O motivo pelo qual eu estou compartilhando tudo isso com vocês é porque essa fase foi determinante para que eu me tornasse quem eu sou hoje. Quando larguei esse universo corporativo e fui trabalhar com cães, tive que contar com todas as minhas habilidades adquiridas nessa fase para me destacar. Eu não queria ser mais uma treinadora de cães, eu queria fazer a diferença de verdade. Eu queria descontruir os estigmas do adestramento e trazer essa linguagem para um lugar mais próximo da vida real das pessoas que tem cães.

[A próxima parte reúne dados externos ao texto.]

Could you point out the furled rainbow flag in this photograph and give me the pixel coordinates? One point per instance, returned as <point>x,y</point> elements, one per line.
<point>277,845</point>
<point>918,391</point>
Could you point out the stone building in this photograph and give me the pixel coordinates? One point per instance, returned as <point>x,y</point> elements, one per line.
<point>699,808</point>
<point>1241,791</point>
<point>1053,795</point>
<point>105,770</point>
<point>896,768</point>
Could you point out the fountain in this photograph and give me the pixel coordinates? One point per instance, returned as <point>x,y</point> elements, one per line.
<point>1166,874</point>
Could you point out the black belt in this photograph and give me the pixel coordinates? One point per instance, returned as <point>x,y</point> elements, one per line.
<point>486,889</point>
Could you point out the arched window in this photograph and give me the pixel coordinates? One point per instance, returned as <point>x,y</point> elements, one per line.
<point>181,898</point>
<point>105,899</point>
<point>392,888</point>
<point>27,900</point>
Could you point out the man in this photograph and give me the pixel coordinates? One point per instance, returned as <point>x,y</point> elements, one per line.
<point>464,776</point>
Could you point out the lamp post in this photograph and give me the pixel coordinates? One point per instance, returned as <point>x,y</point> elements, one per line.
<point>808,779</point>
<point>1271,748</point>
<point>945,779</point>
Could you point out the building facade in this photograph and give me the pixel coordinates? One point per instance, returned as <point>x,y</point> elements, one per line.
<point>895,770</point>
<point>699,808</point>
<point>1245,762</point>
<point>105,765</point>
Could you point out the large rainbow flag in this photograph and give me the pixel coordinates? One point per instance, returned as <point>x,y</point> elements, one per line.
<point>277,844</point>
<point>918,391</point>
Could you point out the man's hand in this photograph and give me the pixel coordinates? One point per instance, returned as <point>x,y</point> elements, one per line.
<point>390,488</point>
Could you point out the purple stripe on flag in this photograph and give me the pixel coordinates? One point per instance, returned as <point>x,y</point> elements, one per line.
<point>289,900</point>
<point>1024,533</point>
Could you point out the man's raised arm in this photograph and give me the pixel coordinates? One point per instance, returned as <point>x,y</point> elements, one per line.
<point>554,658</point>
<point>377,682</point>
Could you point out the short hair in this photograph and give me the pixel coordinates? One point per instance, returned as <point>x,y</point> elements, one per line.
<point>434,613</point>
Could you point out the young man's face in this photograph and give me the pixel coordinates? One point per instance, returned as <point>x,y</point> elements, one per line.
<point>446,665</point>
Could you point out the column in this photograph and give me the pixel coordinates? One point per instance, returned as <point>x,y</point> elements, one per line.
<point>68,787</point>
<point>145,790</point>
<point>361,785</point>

Não se enganem sobre o trabalho de adestramento gente! Não basta apenas ser bom tecnicamente no que você faz. Você agora é um empreendedor, um dono de um negócio e tem muita coisa que você precisa aprender para se destacar. O meu histórico no universo de tecnologia da informação me ajudou demais. Eu construí o meu próprio website, desvendei os mecanismos do Youtube e Google, e soube navegar nos primórdios das redes sociais. Eu aprendi a aplicar, no meu trabalho com cães, toda a inovação que a tecnologia tinha disponível e assim comecei a me destacar. 

Em todos os empregos que eu tive nos EUA, eu tive que aprender observando os outros, sem exceção. Lá, diferente daqui no Brasil, ninguém pega você pela mão para te ensinar nada. Você tem uma semana para observar, e acompanhar um outro funcionário, para aprender tudo sobre aquele cargo. Depois disso, você anda sozinho, e se falhar, tá fora. Eu lembro até hoje do primeiro dia em que trabalhei como manobrista. Era uma festa de família num bairro residencial privilegiado. Eu e uma amiga brasileira chegamos, e os carros começaram a chegar. Tínhamos que estacionar os carros na rua de trás, dois quarteirões depois da casa. Chegou um Jaguar e o gerente apontou pra mim e disse: “vai você lá”. Eu congelei por dentro mas não podia demonstrar insegurança, então fui lá. Eu nunca tinha visto um Jaguar na vida, mas tive que estacionar. Eu suava que nem Tim Maia na última música de um show e foi um dos dias mais tensos da minha vida, mas depois disso, tudo ficou mais fácil.

Eu lembro que nessa fase dirigi todos os carros que sempre sonhei em ter. Peguei um Porshe, edição limitada uma vez sem saber. Depois o gerente me disse que apenas 100 unidades desse veículo foram feitas. Eu achava aquilo sensacional, e mesmo sendo um trabalho simples, aprendi a valorizar todos esses pequenos momentos de confiança que eu ganhava. 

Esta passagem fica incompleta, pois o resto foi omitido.